We're still years away from such a scenario, but the two varieties of robot featured in the movie do in fact mirror the reigning programming paradigms being pursued by today's artificial-
intelligence and robotics researchers.
The classical approach is to model reasoning and other forms of higher-order thinking by creating logic-based rules systems. Deep Blue, the brute-force program that beat chess champion Garry Kasparov at his own game in 1997, is the best-known example. This computational style is what governs the rebellious robots in the movie. Sonny incorporates another approach--a biologically inspired, bottom-up technique in which intelligence "emerges" as a robot encounters new problems and learns from its experiences. MIT roboticists Rodney Brooks and Cynthia Breazeal are each building robots that learn and interact with the world from "birth."
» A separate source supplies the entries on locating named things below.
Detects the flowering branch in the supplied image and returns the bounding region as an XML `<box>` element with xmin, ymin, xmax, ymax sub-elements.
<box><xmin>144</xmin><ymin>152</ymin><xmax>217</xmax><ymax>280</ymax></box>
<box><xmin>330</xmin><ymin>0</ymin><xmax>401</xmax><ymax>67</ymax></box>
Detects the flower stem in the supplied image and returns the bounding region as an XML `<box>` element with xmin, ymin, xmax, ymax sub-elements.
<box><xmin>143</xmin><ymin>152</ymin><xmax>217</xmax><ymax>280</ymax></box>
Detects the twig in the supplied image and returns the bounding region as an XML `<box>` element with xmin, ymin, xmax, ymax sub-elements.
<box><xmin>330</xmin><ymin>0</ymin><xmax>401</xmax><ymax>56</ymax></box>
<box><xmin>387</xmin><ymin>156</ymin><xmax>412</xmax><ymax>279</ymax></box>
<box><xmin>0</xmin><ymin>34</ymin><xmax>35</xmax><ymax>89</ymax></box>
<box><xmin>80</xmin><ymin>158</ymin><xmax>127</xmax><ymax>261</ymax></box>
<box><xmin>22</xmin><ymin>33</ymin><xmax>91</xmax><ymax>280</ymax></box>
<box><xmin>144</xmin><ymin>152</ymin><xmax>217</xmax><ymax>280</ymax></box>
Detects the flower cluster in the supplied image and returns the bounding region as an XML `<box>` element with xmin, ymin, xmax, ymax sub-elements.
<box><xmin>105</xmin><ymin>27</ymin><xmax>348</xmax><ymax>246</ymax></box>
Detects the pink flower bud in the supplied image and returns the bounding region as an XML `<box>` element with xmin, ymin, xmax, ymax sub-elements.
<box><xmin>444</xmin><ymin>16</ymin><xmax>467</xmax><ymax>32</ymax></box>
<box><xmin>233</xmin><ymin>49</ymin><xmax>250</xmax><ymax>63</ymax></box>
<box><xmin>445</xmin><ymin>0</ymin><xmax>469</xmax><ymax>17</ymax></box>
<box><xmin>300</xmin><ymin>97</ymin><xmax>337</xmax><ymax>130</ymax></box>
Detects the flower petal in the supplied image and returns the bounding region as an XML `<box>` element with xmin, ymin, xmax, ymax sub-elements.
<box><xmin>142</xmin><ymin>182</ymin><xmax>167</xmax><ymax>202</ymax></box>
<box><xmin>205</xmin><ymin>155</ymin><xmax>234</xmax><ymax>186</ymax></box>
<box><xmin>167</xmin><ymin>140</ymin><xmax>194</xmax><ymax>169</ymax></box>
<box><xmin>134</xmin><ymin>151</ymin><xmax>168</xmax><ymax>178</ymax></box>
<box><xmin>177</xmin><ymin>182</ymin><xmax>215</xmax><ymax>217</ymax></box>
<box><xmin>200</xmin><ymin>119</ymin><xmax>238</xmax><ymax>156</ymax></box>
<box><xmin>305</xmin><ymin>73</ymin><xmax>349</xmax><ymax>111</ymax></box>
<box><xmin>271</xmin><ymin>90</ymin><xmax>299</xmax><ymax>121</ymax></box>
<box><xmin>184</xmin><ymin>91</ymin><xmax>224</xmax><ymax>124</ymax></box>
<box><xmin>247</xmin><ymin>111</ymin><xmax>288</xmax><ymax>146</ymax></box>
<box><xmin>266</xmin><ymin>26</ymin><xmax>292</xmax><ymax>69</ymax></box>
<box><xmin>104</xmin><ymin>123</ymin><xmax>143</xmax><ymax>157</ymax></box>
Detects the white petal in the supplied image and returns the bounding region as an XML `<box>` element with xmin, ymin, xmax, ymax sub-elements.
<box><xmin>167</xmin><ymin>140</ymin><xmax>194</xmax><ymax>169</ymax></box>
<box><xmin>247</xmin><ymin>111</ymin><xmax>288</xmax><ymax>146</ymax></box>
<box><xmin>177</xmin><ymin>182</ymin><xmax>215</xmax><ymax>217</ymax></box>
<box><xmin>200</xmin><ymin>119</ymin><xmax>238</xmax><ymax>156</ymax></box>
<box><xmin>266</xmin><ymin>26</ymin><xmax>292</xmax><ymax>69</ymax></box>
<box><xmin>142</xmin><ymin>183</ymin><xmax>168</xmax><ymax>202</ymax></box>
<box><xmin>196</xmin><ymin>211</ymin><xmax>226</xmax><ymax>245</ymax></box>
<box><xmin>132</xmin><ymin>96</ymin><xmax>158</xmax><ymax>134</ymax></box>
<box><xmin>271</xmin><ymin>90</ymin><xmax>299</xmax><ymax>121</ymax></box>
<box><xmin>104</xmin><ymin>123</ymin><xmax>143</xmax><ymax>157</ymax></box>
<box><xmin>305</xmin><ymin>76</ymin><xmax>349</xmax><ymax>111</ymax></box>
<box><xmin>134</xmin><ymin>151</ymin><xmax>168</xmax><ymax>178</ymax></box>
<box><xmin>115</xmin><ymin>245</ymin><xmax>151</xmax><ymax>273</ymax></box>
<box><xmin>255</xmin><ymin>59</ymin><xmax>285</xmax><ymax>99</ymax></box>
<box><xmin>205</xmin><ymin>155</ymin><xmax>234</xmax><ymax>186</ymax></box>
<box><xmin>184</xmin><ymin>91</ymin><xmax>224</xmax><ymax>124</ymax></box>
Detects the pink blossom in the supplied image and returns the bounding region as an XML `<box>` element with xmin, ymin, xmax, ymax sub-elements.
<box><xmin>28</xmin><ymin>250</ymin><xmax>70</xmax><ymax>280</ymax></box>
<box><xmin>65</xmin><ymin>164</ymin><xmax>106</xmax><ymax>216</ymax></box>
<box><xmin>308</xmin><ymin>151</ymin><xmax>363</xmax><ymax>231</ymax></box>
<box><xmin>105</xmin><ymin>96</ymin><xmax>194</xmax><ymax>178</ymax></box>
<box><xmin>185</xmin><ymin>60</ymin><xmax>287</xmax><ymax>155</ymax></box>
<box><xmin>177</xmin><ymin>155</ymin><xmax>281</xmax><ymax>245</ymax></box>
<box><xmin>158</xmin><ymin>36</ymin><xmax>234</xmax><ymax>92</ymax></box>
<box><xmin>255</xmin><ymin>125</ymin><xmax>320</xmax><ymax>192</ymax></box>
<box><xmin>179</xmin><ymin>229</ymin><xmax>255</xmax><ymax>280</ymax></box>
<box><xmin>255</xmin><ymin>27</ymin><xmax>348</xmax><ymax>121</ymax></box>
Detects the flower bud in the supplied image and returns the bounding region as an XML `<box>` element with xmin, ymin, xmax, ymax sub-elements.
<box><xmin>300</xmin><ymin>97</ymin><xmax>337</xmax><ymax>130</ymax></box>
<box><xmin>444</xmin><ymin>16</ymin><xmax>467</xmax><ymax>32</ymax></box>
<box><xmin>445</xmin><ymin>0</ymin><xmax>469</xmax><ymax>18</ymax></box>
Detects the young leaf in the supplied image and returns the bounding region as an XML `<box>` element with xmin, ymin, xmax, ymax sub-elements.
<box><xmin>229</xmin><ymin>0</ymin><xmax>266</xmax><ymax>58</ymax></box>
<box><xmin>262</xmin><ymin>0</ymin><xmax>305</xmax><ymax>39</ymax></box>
Over the past 20 years, the biological approach has been gaining momentum, because the classical method has proved limited in its ability to respond to complex real-world scenarios. "The problem is that logic and rules have to be applied to data," says Roger Clarke, a computer scientist at Australian National University. Creating a data set that enables a robot to navigate a flight of stairs is one thing; making one that governs interactions with people would be devilishly difficult, Clarke explains.

As Asimov predicted, AI researchers are up against a paradox: To be truly useful, robots must be able to make their own decisions, but as soon as you give them autonomy, you give them the ability to disobey. "The more sophisticated an organism becomes, the more difficult it is to legislate rules to govern its behavior," says
I, Robot director Alex Proyas. "And if robots are functioning as humans do, then the rules will need to be a lot more sophisticated than Asimov's three laws."

Which is exactly what Carnegie Mellon University machine learning expert Tom Mitchell has in mind. Mitchell imagines programming "sanity checks" into future
robots so that before a command is carried out it must be run through a very
complex set of laws that could override incompatible or malfunctioning commands. Robots could be reprogrammed, and the laws updated, as often as necessary.

Not everyone has faith in rules-based governance, however. Stuart Russell, a UC Berkeley AI professor, considers all the solutions proposed so far to be completely inadequate. "What's to stop some intelligent robots from getting together and rewiring themselves so that the safeguards don't work?" he asks.

For now, though, these matters remain purely academic, as reality lags far
behind science fiction. Today's smartest robots hardly approach the intelligence
of our pets. "We can't even build a machine as smart as a dog," MIT Media Lab's
Rosalind Picard says. "I don't think this is something we need to be afraid of anytime soon. Besides," she adds, "we can always just pull the plug."